L’Hôpital privé du Vert Galant se dote d’une deuxième caméra à scintillation
Gain de temps, meilleure précision, baisse de la dose radioactive, le patient gagne en confort avec cette innovation : la nouvelle génération de caméra à scintillation représente un véritable saut technologique par rapport aux anciennes caméras (dites de « Anger », du nom de leur concepteur).
Sa mission : détecter les éventuelles anomalies fonctionnelles, par exemple du muscle cardiaque, grâce à l’analyse de la répartition de la fonction étudiée.
« Pour bien mesurer la nature de l’avancée technologique , précise le Docteur Jean-Marc Israël, responsable du service de médecine nucléaire du GIE-Scintigraphie de la Plaine de France, il faut le comparer à celui qui sépare les télévisions à tube de celles à écran plat . »

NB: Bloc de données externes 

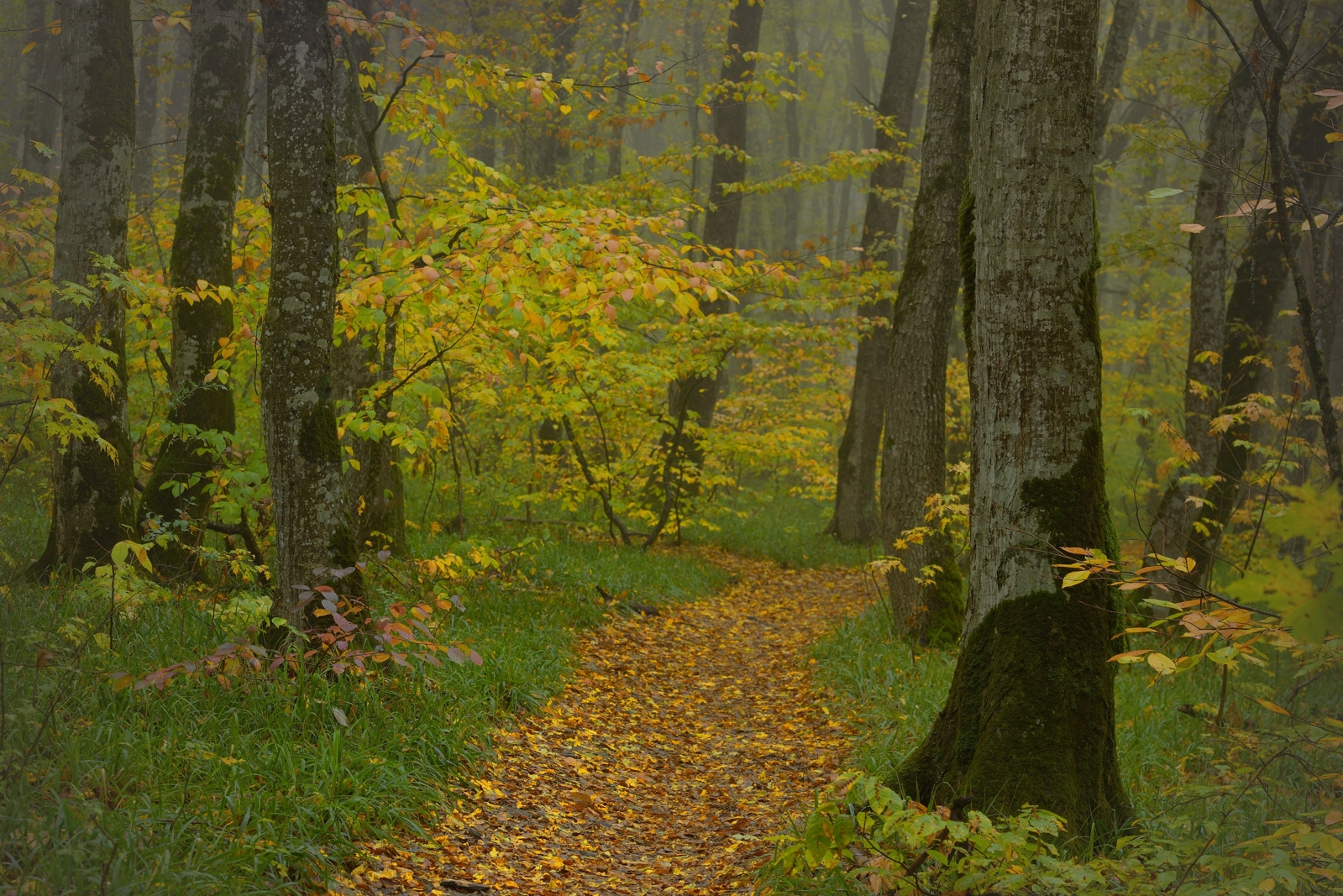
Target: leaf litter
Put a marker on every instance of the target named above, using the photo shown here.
(684, 741)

Les améliorations portent sur tous les aspects qui intéressent le confort des patients comme le diagnostic des praticiens: l’examen est plus rapide (4 minutes au lieu de 20 pour un cœur), permet une diminution notable de la dose radioactive injectée au patient et une qualité de restitution incomparable.
« Actuellement, avec une précision de l’ordre de 4 à 5 mms au lieu de 1cm avec les anciennes machines, poursuit le Dr Israël, ce type de caméra permet l’exploration de petits champs volumiques (une sphère de 20cm de diamètre), parfaitement adaptés à l’étude cardiaque ou à celle des articulations (genou, colonne vertébrale,…). Notre première caméra est désormais plus disponible pour les examens nécessitant une analyse du corps entier, notamment à visée carcinologique . »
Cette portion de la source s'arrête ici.